Der deutsche Komponist Hans Werner Henze gründete in den 70er-Jahren im italienischen Örtchen Montepulciano das soziokulturelle Projekt mit dem Namen "Cantiere" - auf Deutsch "Baustelle". Mit der Uraufführung von "Salvàti!" wurde an die Flucht von kleinen Kindern im Zweiten Weltkrieg erinnert.

Von Elisabeth Richter |
    Fast wie ein Monument ließ sich die alte Adelsfamilie Bracci ihren imposanten Palazzo im frühen 16. Jahrhundert bauen, an den Hang der Bergstadt "Monte-pulciano". Von der "Terrazza" aus, aber auch von der untersten Ebene, dem Garten, eröffnet sich ein fantastisches Panorama in die leuchtende Toskana! Hier residierte in den Kriegsjahren Graf Lucangelo Bracci, ein Menschenfreund und Antifaschist, der für die arme Bevölkerung der Gegend kochen ließ. Im Sommer 1944 fanden im Palazzo Bracci knapp 30 Kinder und ihre Betreuer aus einem Kinderheim Zuflucht vor den nahenden Soldaten. Die dramatischen Ereignisse schilderte Iris Origo, die Leiterin und Besitzerin des privaten Kinderheims LA FOCE, in einem Buch.
    Iris Origos Buch war Grundlage der Veranstaltung "Salvàti!" (Gerettet!) beim Festival "Cantiere Internazionale d'Arte di Montepulciano". Das 40-jährige Festival-Jubiläum fällt mit dem 70. Jahrestag der Befreiung zusammen (wie das Ende des 2. Weltkrieges in Italien genannt wird). In einem kunstvollen Spagat ist es dem Team um den künstlerischen Leiter Roland Böer gelungen, beide Ereignisse miteinander zu verbinden und dabei auch der Ursprungsidee des Festival-Gründers Hans Werner Henze gerecht zu werden: Musikalische Laien aus der Region mit internationalen Künstlern zusammenzubringen.
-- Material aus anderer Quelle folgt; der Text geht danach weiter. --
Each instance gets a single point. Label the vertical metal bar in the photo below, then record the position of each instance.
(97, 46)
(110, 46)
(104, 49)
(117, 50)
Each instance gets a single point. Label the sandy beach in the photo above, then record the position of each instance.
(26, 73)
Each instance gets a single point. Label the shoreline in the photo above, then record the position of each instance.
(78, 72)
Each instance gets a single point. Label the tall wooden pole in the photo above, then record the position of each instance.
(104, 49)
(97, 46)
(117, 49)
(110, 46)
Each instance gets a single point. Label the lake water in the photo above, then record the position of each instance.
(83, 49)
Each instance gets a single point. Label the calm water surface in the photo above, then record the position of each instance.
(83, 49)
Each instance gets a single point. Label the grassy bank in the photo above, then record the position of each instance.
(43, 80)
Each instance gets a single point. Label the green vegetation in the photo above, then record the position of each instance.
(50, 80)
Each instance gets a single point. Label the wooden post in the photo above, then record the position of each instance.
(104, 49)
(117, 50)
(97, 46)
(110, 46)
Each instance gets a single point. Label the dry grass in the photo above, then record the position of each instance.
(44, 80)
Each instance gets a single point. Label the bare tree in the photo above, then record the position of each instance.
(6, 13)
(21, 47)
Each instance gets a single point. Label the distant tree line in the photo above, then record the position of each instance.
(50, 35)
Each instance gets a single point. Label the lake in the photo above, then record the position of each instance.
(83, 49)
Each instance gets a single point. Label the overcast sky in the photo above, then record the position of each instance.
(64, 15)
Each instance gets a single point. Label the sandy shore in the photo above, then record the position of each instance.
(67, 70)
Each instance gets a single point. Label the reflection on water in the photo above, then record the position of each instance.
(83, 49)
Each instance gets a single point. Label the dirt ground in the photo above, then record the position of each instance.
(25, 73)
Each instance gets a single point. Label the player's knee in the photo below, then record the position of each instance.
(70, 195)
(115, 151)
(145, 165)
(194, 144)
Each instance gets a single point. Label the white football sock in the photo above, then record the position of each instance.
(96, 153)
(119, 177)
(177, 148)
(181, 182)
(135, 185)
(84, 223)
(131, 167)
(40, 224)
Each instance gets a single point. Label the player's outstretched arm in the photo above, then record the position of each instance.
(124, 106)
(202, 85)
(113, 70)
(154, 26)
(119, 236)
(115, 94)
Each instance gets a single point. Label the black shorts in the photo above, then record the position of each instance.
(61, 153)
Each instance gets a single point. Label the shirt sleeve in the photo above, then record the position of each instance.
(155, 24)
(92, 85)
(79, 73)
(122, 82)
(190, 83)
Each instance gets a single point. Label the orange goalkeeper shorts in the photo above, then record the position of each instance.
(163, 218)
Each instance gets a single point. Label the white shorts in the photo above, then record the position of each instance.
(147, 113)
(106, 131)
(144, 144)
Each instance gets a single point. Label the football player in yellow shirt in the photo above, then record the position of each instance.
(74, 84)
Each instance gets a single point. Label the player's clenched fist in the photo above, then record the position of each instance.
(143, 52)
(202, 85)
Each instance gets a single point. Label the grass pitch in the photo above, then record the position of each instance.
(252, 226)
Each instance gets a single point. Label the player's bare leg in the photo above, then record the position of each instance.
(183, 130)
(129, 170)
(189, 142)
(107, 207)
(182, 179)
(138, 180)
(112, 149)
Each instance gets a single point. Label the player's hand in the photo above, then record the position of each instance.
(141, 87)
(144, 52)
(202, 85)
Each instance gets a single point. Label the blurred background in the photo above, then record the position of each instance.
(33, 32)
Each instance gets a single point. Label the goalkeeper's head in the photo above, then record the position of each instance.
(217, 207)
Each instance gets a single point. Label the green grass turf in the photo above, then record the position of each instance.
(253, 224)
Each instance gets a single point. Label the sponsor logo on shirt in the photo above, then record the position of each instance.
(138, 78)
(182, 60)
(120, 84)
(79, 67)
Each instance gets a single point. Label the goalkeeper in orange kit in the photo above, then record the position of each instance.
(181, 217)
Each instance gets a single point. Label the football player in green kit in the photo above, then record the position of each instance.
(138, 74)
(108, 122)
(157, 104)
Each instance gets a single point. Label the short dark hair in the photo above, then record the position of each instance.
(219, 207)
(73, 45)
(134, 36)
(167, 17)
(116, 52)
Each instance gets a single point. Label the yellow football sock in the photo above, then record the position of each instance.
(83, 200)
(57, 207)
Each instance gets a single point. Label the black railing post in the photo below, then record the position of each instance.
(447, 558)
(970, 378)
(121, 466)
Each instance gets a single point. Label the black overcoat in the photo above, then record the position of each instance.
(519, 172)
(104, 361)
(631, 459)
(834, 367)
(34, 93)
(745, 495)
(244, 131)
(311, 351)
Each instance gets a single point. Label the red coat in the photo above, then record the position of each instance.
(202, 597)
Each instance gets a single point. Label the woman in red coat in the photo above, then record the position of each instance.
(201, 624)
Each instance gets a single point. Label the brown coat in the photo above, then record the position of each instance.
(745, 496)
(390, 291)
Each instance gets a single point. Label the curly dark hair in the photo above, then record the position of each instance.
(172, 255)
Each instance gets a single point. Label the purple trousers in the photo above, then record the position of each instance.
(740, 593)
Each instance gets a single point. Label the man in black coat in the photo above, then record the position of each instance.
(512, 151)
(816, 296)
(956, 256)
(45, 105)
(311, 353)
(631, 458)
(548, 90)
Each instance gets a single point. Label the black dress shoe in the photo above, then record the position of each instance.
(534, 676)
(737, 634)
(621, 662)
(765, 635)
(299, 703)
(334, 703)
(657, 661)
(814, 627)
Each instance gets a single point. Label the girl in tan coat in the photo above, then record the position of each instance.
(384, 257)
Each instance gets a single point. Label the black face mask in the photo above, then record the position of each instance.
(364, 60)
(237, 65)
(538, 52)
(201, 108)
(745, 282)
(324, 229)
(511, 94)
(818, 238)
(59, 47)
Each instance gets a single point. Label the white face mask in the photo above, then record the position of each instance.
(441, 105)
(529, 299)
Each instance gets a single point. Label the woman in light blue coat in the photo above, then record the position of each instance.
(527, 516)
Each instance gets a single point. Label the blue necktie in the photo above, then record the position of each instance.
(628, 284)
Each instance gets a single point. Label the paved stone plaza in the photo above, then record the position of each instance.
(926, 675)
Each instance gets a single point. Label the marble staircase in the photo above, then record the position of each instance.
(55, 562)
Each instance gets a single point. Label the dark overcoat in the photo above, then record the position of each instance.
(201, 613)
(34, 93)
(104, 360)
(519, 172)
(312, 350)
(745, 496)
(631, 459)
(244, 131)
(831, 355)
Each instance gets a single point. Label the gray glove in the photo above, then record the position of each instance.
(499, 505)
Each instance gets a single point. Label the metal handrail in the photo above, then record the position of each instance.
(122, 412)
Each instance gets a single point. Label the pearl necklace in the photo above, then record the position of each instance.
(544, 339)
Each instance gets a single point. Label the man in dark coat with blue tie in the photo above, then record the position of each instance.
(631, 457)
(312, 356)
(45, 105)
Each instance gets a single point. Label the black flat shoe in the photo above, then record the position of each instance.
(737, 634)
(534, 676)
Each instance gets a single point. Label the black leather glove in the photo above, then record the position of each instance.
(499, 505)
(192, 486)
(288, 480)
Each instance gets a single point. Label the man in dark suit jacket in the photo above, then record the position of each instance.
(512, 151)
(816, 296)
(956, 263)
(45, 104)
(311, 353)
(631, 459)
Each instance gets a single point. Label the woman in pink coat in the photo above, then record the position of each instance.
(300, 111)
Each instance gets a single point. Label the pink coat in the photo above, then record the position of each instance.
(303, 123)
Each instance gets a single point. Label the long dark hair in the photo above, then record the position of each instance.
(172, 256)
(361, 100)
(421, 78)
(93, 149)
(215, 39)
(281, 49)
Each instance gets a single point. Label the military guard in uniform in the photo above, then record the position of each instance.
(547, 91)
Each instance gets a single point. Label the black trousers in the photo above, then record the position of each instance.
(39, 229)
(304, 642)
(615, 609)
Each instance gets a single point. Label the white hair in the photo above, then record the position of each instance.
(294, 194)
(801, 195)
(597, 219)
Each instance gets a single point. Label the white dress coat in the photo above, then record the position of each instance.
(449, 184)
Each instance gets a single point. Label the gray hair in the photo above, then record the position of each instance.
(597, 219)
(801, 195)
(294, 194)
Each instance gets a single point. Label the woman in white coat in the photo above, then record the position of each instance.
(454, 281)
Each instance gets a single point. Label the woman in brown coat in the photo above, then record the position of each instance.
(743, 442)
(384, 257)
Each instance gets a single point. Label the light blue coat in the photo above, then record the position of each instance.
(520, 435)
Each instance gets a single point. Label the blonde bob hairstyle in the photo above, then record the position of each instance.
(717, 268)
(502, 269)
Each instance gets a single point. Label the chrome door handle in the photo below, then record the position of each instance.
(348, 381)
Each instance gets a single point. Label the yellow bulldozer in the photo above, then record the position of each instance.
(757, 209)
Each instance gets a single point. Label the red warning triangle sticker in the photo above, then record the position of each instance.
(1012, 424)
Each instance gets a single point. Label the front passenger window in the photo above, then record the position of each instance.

Roland Böer:
    "Wir haben als Gastgeber die Vertreter der beiden historischen Familien, Origo und Bracci, wir haben dann die Mitwirkung professioneller Künstler, das sind beispielsweise das Ensemble des Royals Northern College of Music Manchester, die den Henze spielen, wir haben auch Kinder aus dem Orchestra junior, also Teile der Musikschule werden vertreten sein, und wir haben eben einen international renommierten Solisten, Antonio Lysy am Cello. "
    Die Schauspielerin Silvia Luzzi, in Deutschland sicher manchen noch bekannt aus den Italienisch-Lektionen "Avanti, avanti!" im Fernsehen der 1970ger Jahre, hat die Dramaturgie des Abends entworfen. Sie montierte Ausschnitte aus dem Tagebuch von Iris Origo mit Aussagen von anderen überlebenden Zeitzeugen. Dabei spannte sie den Bogen von der Landung der Alliierten 1943 in Sizilien in dramatischer Zuspitzung der Ereignisse bis zum Sommer 1944 in Montepulciano, zur unvermeidlichen Flucht der zum Teil gerade mal drei- oder vierjährigen Kinder. Überhastet musste sich die etwa 40-köpfige Gruppe auf einen fast 20 Kilometer langen Tagesmarsch machen, bis sie - SALVATI! (Gerettet!) –-im Garten des Palazzo Bracci ankamen. Dort, wo jetzt diese Gedenkveranstaltung stattfand.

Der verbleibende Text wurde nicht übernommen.